Guy Benson


When a DC Circuit Court of Appeals panel released its Obamacare-related decision earlier this week, the Left's self-appointed "wonk" class kicked into damage control overdrive. The three-judge panel ruled that the 'Affordable' Care Act's explicit language proscribed the distribution of subsidies to anyone who did not enroll through state-based marketplaces. The fallout of this decision, if it's upheld down the line, is that consumers in the 36 states served by the federal exchange are ineligible to receive taxpayer-supported tax credits to offset the law's high premiums. This outcome would wreak havoc on the law's sustainability. Obamacare's text couldn't be clearer on this particular point, as even the Fourth Circuit Court, which reached the opposite ultimate conclusion, admitted; the limitation in question appears repeatedly in the legislative language. Many Obamacare supporters have insisted that this was an oversight. A drafting error. A typo. And conservatives raising this point are off their rockers, they sneer. One of the most influential players in this dispute is Jonathan Gruber, an MIT economist who is considered by many to be the architect of the law, and who told the New York Times, "I know more about this law than any other economist." He's filed amicus briefs in the relevant cases confirming liberals' assertions that it was never anyone's intention that only state-based exchange enrollees are eligible for taxpayer subsidies. Arguments to the contrary, he's said, are "screwy," "nutty," "stupid," and "desperate." In case he wasn't making himself clear, Gruber appeared on MSNBC this week and said this:


“Literally every single person involved in the crafting of this law has said that it`s a typo, that they had no intention of excluding the 'federal' states.”
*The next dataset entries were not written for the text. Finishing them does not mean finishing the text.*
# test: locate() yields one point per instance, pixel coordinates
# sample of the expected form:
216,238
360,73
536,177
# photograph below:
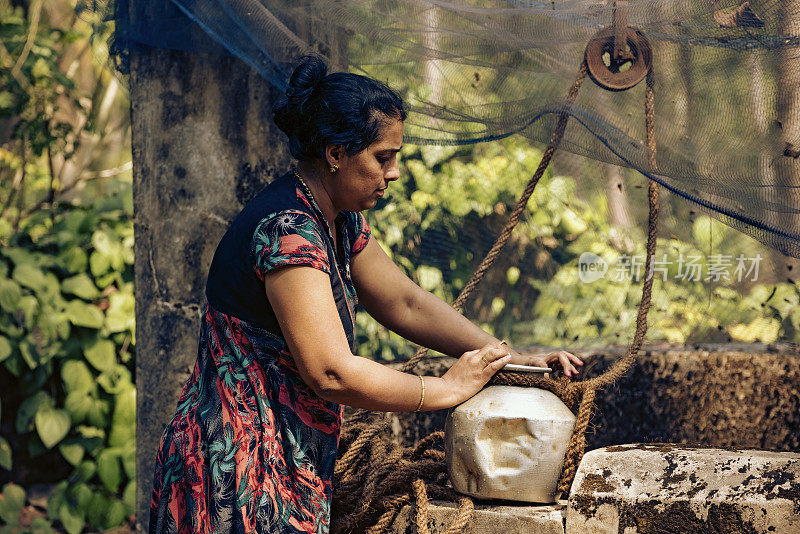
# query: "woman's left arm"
400,305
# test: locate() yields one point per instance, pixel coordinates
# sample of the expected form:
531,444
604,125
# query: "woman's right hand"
470,372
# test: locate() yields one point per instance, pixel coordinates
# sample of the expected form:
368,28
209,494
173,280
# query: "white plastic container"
508,442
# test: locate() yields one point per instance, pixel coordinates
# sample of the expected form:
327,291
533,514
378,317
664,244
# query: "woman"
253,443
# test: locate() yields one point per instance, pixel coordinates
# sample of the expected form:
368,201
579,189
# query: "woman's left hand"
566,360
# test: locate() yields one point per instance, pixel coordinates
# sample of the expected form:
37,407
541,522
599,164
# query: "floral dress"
252,447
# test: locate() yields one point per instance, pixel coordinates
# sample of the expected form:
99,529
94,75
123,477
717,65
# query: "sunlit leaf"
5,454
52,425
109,470
80,285
101,354
81,314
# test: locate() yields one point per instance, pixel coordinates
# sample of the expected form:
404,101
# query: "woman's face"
363,177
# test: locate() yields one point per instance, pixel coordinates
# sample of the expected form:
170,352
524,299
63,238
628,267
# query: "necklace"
306,189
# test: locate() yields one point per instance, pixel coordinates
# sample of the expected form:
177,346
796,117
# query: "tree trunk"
203,144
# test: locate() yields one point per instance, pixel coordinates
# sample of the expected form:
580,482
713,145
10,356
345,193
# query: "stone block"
487,519
665,488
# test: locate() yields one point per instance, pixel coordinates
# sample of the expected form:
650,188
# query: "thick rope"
371,503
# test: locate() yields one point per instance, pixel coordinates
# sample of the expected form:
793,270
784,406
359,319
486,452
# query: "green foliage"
439,219
67,348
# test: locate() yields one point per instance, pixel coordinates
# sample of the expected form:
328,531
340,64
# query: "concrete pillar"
203,145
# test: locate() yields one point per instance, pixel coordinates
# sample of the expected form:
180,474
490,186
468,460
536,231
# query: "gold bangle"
422,395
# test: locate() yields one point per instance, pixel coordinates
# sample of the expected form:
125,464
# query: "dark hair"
333,109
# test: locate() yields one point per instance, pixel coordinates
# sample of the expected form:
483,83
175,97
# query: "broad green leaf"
83,472
5,454
109,470
120,312
72,520
101,354
28,409
39,525
81,286
10,294
52,425
115,380
78,404
129,495
117,512
123,425
11,502
98,264
29,354
74,260
72,452
77,377
57,498
81,314
97,510
28,275
128,458
98,412
5,348
81,495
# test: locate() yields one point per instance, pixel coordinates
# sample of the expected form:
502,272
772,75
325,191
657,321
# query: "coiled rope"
374,477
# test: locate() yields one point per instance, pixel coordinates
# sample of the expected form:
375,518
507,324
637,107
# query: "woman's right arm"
303,303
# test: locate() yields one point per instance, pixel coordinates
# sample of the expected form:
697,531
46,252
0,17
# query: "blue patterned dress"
252,447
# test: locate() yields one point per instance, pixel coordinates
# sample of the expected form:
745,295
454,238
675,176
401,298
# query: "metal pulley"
618,56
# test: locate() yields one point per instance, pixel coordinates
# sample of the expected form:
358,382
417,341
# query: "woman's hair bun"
307,75
310,71
340,108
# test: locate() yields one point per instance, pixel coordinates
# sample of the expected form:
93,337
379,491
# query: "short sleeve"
288,238
361,233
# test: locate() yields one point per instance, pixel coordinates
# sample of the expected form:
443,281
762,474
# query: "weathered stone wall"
203,145
713,396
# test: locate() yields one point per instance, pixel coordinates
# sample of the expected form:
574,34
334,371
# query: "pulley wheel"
614,74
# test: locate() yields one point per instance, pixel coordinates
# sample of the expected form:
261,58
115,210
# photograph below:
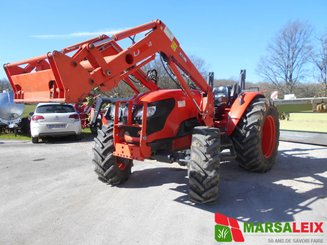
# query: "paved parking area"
50,195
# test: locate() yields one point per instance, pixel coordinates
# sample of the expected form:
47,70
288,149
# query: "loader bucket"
56,76
53,77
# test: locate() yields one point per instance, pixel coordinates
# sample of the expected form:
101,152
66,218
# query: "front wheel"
109,168
256,136
204,165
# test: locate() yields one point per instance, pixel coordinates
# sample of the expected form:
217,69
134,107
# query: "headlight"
125,111
112,111
151,110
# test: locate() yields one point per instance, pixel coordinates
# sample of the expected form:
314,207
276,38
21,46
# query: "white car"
54,119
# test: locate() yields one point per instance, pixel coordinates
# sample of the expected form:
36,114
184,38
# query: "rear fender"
239,107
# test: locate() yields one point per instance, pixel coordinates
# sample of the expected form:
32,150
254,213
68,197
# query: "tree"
288,54
319,59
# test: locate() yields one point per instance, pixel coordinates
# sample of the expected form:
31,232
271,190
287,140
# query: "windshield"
55,109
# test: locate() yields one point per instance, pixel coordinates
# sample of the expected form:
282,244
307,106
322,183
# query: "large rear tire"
204,165
256,136
109,168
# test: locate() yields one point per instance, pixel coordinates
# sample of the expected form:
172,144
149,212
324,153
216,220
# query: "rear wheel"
256,136
204,165
109,168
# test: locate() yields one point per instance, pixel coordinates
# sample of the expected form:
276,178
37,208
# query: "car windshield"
55,109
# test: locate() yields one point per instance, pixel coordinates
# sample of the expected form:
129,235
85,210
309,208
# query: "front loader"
197,125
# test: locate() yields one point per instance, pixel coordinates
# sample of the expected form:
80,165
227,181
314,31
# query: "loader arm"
68,75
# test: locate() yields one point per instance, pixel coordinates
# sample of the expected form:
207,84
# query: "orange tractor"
194,125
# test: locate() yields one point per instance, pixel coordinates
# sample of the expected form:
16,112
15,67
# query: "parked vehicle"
194,124
10,112
54,119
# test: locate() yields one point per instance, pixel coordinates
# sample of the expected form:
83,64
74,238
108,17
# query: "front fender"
239,107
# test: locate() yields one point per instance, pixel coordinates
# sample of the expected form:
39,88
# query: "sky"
228,35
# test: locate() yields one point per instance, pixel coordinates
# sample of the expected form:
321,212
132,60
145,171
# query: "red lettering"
304,227
318,227
294,227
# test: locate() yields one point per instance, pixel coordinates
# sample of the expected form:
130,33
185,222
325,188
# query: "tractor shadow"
296,182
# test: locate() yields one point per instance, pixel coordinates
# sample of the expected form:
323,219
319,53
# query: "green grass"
312,122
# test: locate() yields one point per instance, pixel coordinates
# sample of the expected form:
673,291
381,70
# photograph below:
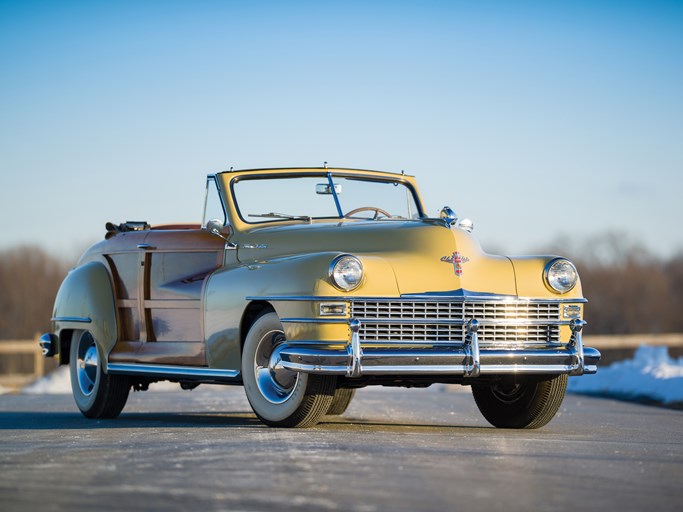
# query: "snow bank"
651,375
Literally. He went on to decry suggestions to the contrary as "criminal." QED, right? Let's go to the video tape. Here's Gruber, who "knows more about this law than any other economist," explaining how the law he helped write and promote in 2012. The clip begins with his recent answer transcribed above, followed by his 2012 analysis:



Oops:


"If you're a state and you don't set up an exchange, that means your citizens don't get their tax credits." He affirmed conservatives' argument in 2012 by sharing his own expertise about the law as it's written. Then, when his own explanation became politically problematic, he reversed positions, shamelessly arguing that "literally" nobody had ever intended to make the case that he himself had explicitly laid out. Who's the "criminal," again? The Left, gobsmacked by this discovery, cast about for answers, and Gruber gave them one this morning. It was comically pathetic:


I honestly don’t remember why I said that. I was speaking off-the-cuff. It was just a mistake. People make mistakes. Congress made a mistake drafting the law and I made a mistake talking about it...My subsequent statement was just a speak-o—you know, like a typo.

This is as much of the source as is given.